Streamline Python Model Deployment and Integration with IBM Db2

Posted By: Shaikh Quader Technical Content,

 

A cartoon of a truck with a container on a ropeDescription automatically generated

 


Are you looking for a simple solution to deploy your Python machine learning model and integrate it with other applications? IBM Db2 can help you with that. You can easily deploy your trained Python model on a secure Db2 server using a Python user-defined function. This allows you to generate predictions effortlessly with SQL queries. By deploying Python models on Db2, you can avoid moving extensive data, reduce security risks, and simplify application development. You can make predictions directly inside Db2 using simple SQL queries. In this tutorial, I will guide you through the process of building a Python model using data from a Db2 database and deploying it on the Db2 server. Finally, I will show how to write SQL queries to generate predictions from this model using Db2 data. You can adapt this tutorial to your own AI use cases.

(The code for this tutorial is available from this GitHub link. )

 

The Problem and Db2's Solution

To build furniture, raw wood cut from a tree is not enough. You need machinery to cut the wood into fine pieces with specific measurements. Similarly, raw data stored in a relational database management system is not very useful on its own. You need to process it with machinery to convert it into insights. Python is a powerful tool for transforming raw data into refined features and building intelligent AI models. Typically, data from a relational store is duplicated onto Python platforms for processing and model creation. However, this transfer of data between systems during training and inference can create complexities and raise concerns about cost, latency, security, and data processing logic. IBM Db2 offers a simpler solution for developing and deploying Python models with data stored in a Db2 database. It provides tools for easy data retrieval from Db2 to Python. After training a Python model, users can conveniently deploy it on the database using a Python user-defined function.

The Tutorial

In this tutorial, I will develop a classification model with scikit-learn using data from a Db2 database.

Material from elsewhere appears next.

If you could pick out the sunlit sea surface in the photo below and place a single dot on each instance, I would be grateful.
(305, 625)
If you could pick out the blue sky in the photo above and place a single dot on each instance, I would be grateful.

The dataset I will use contains historical flight information in the US. Each row in the training dataset provides details about a flight, including the destination airport, origin airport, flight time, delay time, and whether the flight arrived on time or was delayed. Using this flight information, I will train a classification model to predict whether a flight will arrive on time or be delayed. This is a binary classification task, as the model will classify each flight as either on time or delayed, producing a binary outcome.

I will load the training dataset from a Db2 database table into a Python Jupyter notebook. After exploring the dataset, I will preprocess the data to transform raw input features into a final feature set. Next, I will create a machine learning pipeline using scikit-learn with a logistic regression algorithm. I will train this pipeline using the training dataset and evaluate the model’s quality. Finally, I will deploy the trained model on Db2 using a Python User-Defined Function and generate predictions from the deployed model via SQL. 

All these steps are contained within a single notebook. You will see the end-to-end workflow of data loading, data transformation, model training, model evaluation, and model inferencing and deployment within the single notebook.

 

Db2 Setup

In order to use the Python UDF feature at Db2, you'll need to complete the following 3 steps:

  1. Install Python 3.x on the Db2 system (Linux platform only). For the installation steps for Python on a Linux system, the following document might be helpful. 

Building and Installing Python 3.12.3 on Red Hat Enterprise Linux 9.2

  1. After installing Python, install the Python packages, with compatible versions, that your Python model pipeline will use. 
  2. Set PYTHON_PATH in Db2 to the directory of the Python executable. e.g.,

db2 update dbm cfg using python_path /usr/bin/python3


Ensure that Db2 fenced user ID has execution permission to the Python executable. 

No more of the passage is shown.